Executive Summary
Overall classification accuracy and key discriminating measurements
The Random Forest classifier achieved 95.6% accuracy on the held-out test set, correctly identifying the species of 43 out of 45 unseen flowers. petal_length emerged as the most discriminating measurement by a wide margin, with setosa showing the highest per-species recall. LDA confirmed that just two linear axes capture nearly all between-species variance, demonstrating that iris species are geometrically well-separated in measurement space.

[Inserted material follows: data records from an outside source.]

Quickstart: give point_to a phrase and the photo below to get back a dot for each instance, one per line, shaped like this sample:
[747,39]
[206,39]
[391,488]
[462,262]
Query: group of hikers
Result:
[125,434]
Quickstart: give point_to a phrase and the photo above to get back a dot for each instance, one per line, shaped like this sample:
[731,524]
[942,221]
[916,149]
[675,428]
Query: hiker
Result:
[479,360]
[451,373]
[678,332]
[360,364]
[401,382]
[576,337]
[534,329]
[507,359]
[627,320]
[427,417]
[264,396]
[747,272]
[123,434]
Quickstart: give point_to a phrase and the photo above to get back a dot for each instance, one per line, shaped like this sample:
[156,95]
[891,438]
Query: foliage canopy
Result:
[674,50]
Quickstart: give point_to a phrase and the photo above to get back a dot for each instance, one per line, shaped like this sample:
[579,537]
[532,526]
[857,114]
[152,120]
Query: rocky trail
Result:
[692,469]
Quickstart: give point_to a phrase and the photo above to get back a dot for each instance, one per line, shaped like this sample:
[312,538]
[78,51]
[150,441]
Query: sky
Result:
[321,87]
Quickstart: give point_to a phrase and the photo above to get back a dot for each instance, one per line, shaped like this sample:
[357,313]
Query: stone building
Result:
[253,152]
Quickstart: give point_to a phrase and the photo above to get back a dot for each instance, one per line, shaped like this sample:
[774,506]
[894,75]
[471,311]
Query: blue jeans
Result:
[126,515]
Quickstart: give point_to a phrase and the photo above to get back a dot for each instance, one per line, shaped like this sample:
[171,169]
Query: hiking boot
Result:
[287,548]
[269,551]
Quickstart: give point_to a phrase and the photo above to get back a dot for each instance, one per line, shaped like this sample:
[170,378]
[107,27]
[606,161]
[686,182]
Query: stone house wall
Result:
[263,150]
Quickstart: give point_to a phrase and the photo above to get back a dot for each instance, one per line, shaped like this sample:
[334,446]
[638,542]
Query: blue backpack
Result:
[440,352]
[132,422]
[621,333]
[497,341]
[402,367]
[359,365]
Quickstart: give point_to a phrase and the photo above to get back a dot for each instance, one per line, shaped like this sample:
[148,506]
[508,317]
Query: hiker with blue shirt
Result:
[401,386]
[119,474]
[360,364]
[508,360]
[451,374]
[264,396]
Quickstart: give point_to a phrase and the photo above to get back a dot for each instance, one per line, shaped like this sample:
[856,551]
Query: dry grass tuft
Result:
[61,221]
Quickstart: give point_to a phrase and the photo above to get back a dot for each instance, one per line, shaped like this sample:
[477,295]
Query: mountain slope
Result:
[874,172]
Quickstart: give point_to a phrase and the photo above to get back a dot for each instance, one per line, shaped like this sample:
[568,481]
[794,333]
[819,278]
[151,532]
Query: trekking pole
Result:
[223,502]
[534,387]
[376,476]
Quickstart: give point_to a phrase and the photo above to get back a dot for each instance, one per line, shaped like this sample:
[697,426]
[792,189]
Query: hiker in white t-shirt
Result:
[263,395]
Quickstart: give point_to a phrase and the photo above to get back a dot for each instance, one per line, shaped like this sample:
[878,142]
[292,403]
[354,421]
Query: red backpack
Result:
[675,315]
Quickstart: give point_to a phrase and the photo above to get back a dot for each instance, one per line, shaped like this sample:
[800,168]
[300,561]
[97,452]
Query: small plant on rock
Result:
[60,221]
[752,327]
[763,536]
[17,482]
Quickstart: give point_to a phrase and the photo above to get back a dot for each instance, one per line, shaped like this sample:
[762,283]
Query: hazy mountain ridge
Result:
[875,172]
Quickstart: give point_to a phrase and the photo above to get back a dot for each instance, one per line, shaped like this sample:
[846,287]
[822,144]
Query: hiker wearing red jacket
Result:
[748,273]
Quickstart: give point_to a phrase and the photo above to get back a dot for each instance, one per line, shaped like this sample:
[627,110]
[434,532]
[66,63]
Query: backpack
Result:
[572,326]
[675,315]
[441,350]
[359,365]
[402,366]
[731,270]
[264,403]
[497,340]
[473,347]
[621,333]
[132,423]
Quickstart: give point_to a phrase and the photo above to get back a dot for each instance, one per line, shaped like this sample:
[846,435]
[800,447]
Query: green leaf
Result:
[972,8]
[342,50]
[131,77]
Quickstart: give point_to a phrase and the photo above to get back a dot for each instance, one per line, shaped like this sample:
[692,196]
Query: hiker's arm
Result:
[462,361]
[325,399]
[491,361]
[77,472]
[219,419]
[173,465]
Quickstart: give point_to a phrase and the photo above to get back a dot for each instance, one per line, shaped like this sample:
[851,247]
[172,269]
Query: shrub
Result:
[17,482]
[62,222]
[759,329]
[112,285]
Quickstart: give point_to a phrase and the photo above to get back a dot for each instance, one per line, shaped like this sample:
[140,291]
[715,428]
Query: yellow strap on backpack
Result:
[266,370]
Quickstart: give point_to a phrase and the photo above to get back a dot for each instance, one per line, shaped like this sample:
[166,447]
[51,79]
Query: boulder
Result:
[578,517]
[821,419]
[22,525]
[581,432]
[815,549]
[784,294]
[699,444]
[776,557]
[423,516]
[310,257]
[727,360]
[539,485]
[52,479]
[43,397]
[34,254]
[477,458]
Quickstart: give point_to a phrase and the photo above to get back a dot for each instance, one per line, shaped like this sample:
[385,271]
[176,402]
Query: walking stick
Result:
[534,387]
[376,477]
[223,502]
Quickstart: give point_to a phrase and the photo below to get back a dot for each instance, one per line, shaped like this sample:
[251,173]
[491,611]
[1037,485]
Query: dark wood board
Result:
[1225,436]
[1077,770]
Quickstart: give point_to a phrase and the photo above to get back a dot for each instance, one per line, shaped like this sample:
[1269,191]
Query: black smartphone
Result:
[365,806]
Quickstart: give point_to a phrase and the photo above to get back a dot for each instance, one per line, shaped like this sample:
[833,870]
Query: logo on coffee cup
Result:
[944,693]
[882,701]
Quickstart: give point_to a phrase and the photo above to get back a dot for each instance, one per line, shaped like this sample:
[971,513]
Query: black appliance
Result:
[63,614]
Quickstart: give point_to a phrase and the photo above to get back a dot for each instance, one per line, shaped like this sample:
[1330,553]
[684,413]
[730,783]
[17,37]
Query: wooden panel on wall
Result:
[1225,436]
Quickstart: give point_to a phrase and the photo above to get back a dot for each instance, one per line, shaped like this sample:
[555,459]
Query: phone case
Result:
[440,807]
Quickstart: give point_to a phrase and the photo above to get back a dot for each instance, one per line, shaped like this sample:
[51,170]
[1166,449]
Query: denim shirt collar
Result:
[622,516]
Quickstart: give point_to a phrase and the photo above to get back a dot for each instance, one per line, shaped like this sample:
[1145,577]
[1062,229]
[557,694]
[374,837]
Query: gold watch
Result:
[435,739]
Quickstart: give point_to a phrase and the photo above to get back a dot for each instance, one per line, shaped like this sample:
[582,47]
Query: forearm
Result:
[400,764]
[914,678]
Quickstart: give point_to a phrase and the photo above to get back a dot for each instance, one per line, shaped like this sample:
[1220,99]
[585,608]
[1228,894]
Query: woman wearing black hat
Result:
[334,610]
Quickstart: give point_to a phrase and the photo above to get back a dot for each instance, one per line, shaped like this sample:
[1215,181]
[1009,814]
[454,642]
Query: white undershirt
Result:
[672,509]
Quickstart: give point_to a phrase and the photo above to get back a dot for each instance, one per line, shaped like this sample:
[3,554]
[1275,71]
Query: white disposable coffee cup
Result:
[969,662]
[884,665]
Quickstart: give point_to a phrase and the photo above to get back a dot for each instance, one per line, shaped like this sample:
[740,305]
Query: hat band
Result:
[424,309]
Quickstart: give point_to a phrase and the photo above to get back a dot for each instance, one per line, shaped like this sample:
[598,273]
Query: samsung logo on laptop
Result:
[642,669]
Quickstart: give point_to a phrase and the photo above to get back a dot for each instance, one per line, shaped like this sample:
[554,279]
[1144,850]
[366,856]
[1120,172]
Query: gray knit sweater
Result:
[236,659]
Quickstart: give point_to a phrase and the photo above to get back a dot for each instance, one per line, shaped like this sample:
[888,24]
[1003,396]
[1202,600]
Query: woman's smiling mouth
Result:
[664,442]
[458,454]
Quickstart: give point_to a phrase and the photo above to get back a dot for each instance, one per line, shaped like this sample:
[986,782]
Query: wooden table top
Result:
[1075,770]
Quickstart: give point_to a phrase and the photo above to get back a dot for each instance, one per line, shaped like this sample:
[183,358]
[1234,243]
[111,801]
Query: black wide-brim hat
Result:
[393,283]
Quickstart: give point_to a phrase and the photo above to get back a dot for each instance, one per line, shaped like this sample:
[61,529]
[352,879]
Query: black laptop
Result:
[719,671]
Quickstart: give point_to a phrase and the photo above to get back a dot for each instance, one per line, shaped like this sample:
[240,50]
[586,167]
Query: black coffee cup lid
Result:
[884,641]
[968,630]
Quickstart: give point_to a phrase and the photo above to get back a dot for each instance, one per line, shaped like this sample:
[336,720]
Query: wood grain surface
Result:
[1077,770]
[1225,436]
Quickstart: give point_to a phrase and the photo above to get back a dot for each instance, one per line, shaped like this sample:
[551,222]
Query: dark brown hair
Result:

Species Measurement Profiles
Mean petal and sepal dimensions per species
| n | species | petal_width_mean | sepal_width_mean | petal_length_mean | sepal_length_mean |
|---|---|---|---|---|---|
| 50 | setosa | 0.25 | 3.43 | 1.46 | 5.01 |
| 50 | versicolor | 1.33 | 2.77 | 4.26 | 5.94 |
| 50 | virginica | 2.03 | 2.97 | 5.55 | 6.59 |
Setosa has by far the smallest petal dimensions (mean petal length 1.46 cm, width 0.25 cm), making it trivially separable from the other two species. Versicolor and Virginica overlap more on sepal measurements but differ clearly on petal length and width, explaining their occasional misclassification. Each species is represented by 50 specimens.
Measurement Distributions by Species
Box plots of all four measurements split by species
Petal length and petal width show the clearest separation across species, with virtually no overlap between Setosa and the other two taxa. Sepal width shows more within-species variability and greater overlap, explaining why it contributes less to classification accuracy. Comparing the four box plot groups reveals that petal measurements are the primary driver of species identity.
Petal Dimensions Scatter by Species
Scatter of petal length vs petal width coloured by species
Plotting petal width against petal length reveals three visually distinct clusters with almost no overlap, confirming that these two measurements alone are sufficient to classify Setosa from all other specimens. Versicolor and Virginica clusters are adjacent but separable, with a small zone of potential confusion at cluster boundaries. This scatter is the most intuitive illustration of iris species separation.
Feature Correlation Matrix
Pearson correlations between all four iris measurements
Petal length and petal width are strongly correlated (r ≈ 0.96), meaning they carry largely overlapping species information. Sepal length is moderately correlated with both petal measures, while sepal width is nearly independent — explaining why it adds less discriminative power despite being a distinct biological measurement. High inter-feature correlation reduces effective dimensionality but does not harm accuracy.
Feature Importance for Species Classification
Random Forest mean-decrease-accuracy scores per measurement
petal_length is the most important feature with a mean-decrease-accuracy of 15.614, indicating that permuting this column causes the largest drop in classification accuracy. Petal measurements collectively dominate over sepal measurements, confirming the visual evidence from the scatter plot. Sepal width typically has the lowest importance because it overlaps across species more than the petal dimensions.
Classification Confusion Matrix
Actual vs predicted species on the held-out test set
The overall test-set accuracy is 95.6%. Setosa is classified perfectly — no specimen is ever confused with Versicolor or Virginica. Any misclassifications occur exclusively between Versicolor and Virginica, which are the two morphologically similar species. Diagonal cells represent correct predictions; off-diagonal counts show where the classifier makes errors.
LDA Species Projection
All specimens projected onto the first two linear discriminant axes
Linear Discriminant Analysis compresses the four measurements into two axes that maximise between-species separation. On this projection, Setosa occupies the far left of LD1, completely isolated from the other two species. Versicolor and Virginica form adjacent but distinct clusters, with LD1 capturing most of the species variance and LD2 providing secondary resolution between those two species.